ALTHOUGH 450 miles of cold and choppy North Sea divide Aarhus, on the east coast of the Jutland peninsula in Denmark, and Kingston-upon-Hull, on the northeast coast of England, the two ports have something in common. Stroll on both refurbished waterfronts and you feel the tides of change. In Hull, the futuristic, pointed prow of The Deep—an aquarium and oceanresearch center—thrusts into the broad Humber estuary, while next to the marina new arts venues and craft workshops are filling the sheds and stores of the old fruit market. On Aarhus’s dockside, the dazzling, seven-sided Dokk1 looks like a spaceship, but it holds a state-of-the art library and cultural hub. The reason for all this activity? Both places are 2017 cities of culture.
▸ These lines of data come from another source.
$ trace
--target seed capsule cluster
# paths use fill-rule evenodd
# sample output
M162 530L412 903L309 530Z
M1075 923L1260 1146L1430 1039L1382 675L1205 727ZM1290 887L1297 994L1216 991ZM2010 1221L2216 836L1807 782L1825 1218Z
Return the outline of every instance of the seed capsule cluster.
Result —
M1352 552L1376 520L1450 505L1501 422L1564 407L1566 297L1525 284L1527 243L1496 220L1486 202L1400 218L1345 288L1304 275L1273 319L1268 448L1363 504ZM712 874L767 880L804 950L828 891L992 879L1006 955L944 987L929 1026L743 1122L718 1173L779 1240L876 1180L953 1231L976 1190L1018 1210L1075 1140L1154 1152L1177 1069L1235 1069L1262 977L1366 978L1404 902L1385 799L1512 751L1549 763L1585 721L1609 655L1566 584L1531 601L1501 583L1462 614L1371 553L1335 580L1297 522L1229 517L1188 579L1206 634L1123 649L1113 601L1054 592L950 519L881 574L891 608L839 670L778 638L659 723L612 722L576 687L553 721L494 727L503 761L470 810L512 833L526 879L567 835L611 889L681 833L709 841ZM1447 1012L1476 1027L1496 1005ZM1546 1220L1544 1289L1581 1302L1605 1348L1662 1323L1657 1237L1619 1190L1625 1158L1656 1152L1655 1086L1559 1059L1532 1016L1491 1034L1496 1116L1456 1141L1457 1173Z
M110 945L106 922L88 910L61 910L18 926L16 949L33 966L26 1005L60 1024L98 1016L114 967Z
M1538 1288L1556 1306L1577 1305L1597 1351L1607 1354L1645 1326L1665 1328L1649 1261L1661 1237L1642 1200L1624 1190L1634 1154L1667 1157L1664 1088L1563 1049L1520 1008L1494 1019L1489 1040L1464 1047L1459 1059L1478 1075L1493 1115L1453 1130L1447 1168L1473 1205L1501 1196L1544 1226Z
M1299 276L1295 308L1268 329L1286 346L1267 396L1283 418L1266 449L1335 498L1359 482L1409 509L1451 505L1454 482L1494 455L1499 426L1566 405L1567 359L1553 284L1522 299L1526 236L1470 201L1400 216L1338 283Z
Aarhus, along with Paphos in Cyprus, is the latest city to win the EU’s Capital of Culture title—a competitive accolade first awarded to Athens in 1985, and now granted to two bidders every year. Hull, meanwhile, has become the second place after Derry-Londonderry in Northern Ireland to benefit from the U.K.’s own City of Culture scheme. The U.K. devised this domestic spin-off, held every four years, after the success of Glasgow and Liverpool as Europe’s Capitals of Culture in 1990 and 2008.
Both victorious cities promise a year-round jamboree of arts, spectacles and community events. From a Viking epic on a museum roof and a year-round residency by the singer-activist Anohni in Aarhus, to multimedia installations by the lighting designer of the Rio 2016 Olympics, a festival of Nordic music and even a live performance of the whole of David Bowie’s The Rise and Fall of Zigg Stardust…, their calendars bulge with goodies. “This is a 365-day program,” stresses Martin Green, chief executive of Hull 2017 and the mastermind behind London’s Olympic ceremonies in 2012. “Many people in my industry are used to planning for a two-week festival. You have to find a different rhythm.”